Michael A. Littman
Attorney at Law
P.O. Box 1839
Arvada, CO 80001
May 7, 2021
United States Securities & Exchange Commission
Division of Corporation Finance
Office of Trade and Services
Attn: Taylor Beech or Katherine Bagley
Washington, D.C 20549
|Preliminary Information Statement on Schedule 14C|
|Filed January 22, 2021|
|File No. 000-54830|
In response to the Commission’s letter dated January 22, 2021 in the matter referenced above, an amended Preliminary Information Statement on Schedule 14C has been filed on the EDGAR system. Below please find the following corresponding answers addressed in the amendment:
Preliminary Information Statement on Schedule 14C filed January 22, 2021
The Company and the Proposals, page 1
1. We understand, although it is not clear from your filing, that Mr. Chang is the only stockholder that has approved, or will approve, Proposal 1. Given that the required vote to approve Proposal 1 is a majority of the outstanding shares of common stock of the company, that the certificate of designations for your Series A Preferred Stock indicates your Series A Preferred Stock has no voting rights, and your disclosure that Mr. Chang holds only 40.78% of your common stock, please tell us how this proposal was approved and why the company is not required to file a proxy statement on Schedule 14A. Please also revise your disclosure to consistently refer to the “Majority Shareholder” in the singular form if Mr. Chang is the only stockholder that has approved the proposal.
ANSWER: The beneficial shareholder table has been edited to reflect that Mr. Chang holds 54% of the common stock. Language has also been edited throughout to indicate only one Majority Shareholder.
Executive Compensation, page 5
2. Given that you have opted to include Executive Compensation disclosure, please revise to include the required disclosure for your fiscal year 2020. See Items 402(m) through (r) of Regulation S-K.
ANSWER: The Executive Compensation section has been revised to include the fiscal year 2020.
Beneficial Ownership, page 8
3. Your tabular disclosure indicates that 400,000,000 shares of Series A Preferred Stock has been issued to Mr.

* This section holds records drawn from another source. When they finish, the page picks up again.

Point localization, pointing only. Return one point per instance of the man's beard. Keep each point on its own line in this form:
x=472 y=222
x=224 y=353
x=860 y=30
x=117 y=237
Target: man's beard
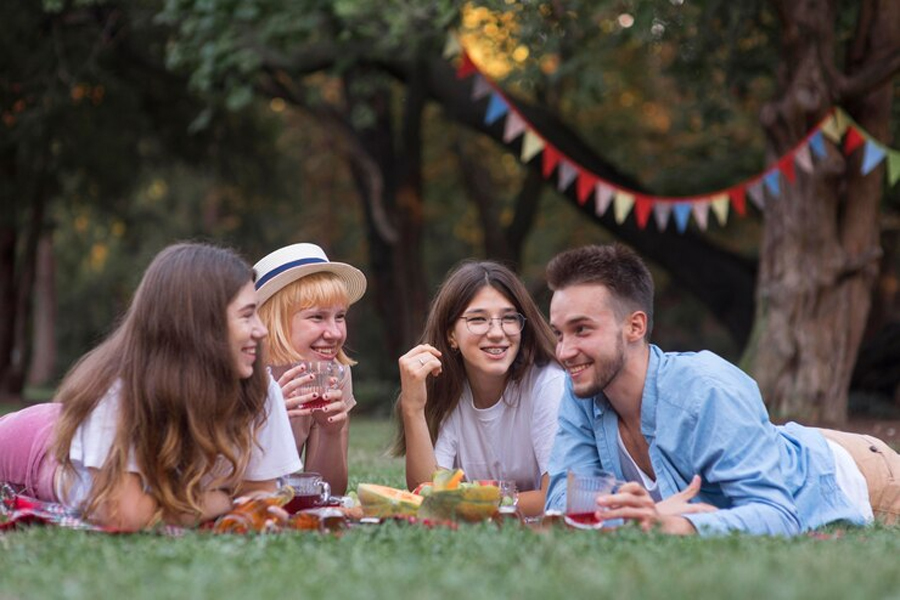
x=605 y=373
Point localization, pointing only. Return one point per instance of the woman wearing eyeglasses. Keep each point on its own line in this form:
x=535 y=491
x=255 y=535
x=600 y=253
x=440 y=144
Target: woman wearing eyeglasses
x=481 y=390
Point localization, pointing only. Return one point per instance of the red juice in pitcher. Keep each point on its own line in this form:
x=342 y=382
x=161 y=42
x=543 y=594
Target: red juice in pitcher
x=584 y=520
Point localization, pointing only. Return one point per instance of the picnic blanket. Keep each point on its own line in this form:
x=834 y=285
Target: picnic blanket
x=19 y=509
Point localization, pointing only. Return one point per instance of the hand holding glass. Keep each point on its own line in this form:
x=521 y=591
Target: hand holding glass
x=327 y=375
x=581 y=499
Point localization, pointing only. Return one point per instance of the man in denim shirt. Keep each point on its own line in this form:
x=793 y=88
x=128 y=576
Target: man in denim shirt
x=689 y=431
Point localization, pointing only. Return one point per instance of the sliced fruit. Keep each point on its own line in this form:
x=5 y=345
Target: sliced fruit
x=384 y=501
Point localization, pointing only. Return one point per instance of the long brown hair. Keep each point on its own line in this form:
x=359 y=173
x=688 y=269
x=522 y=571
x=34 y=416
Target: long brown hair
x=181 y=404
x=459 y=288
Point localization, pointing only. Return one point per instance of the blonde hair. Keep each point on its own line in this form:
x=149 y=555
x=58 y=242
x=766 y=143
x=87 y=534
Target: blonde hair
x=318 y=289
x=181 y=402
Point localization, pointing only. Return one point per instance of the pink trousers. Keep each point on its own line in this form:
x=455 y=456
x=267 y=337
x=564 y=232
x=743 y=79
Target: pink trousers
x=25 y=459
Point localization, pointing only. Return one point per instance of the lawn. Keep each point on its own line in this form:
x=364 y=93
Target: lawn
x=480 y=561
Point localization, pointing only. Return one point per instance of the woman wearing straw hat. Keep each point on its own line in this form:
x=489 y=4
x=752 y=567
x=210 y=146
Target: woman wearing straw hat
x=304 y=299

Chang, but your footnote disclosure references 400,000,000 shares of common stock issuable upon the conversion of those shares of Series A Preferred Stock. Given the difference in voting power between the common stock and the Series A Preferred Stock, please clarify whether Mr. Chang has converted, or plans to convert, his shares of non-voting Series A Preferred Stock into shares of voting common stock prior to the date of the definitive information statement. As a related matter, please amend your disclosure to clearly disclose when, how many, and to whom preferred shares have been issued, considering that the disclosure in your 10-Q filed November 24, 2020 indicates that there are no issued and outstanding Preferred Shares, and your preliminary information statement indicates that there are 1,000,000,000 shares of Series A Preferred Stock issued and outstanding.
ANSWER: The Beneficial Ownership table has been amended. Mr. Chang converted the 400,000,000 Series A Preferred Stock into common shares on February 16, 2021.
We hope these amendments meet with your satisfaction.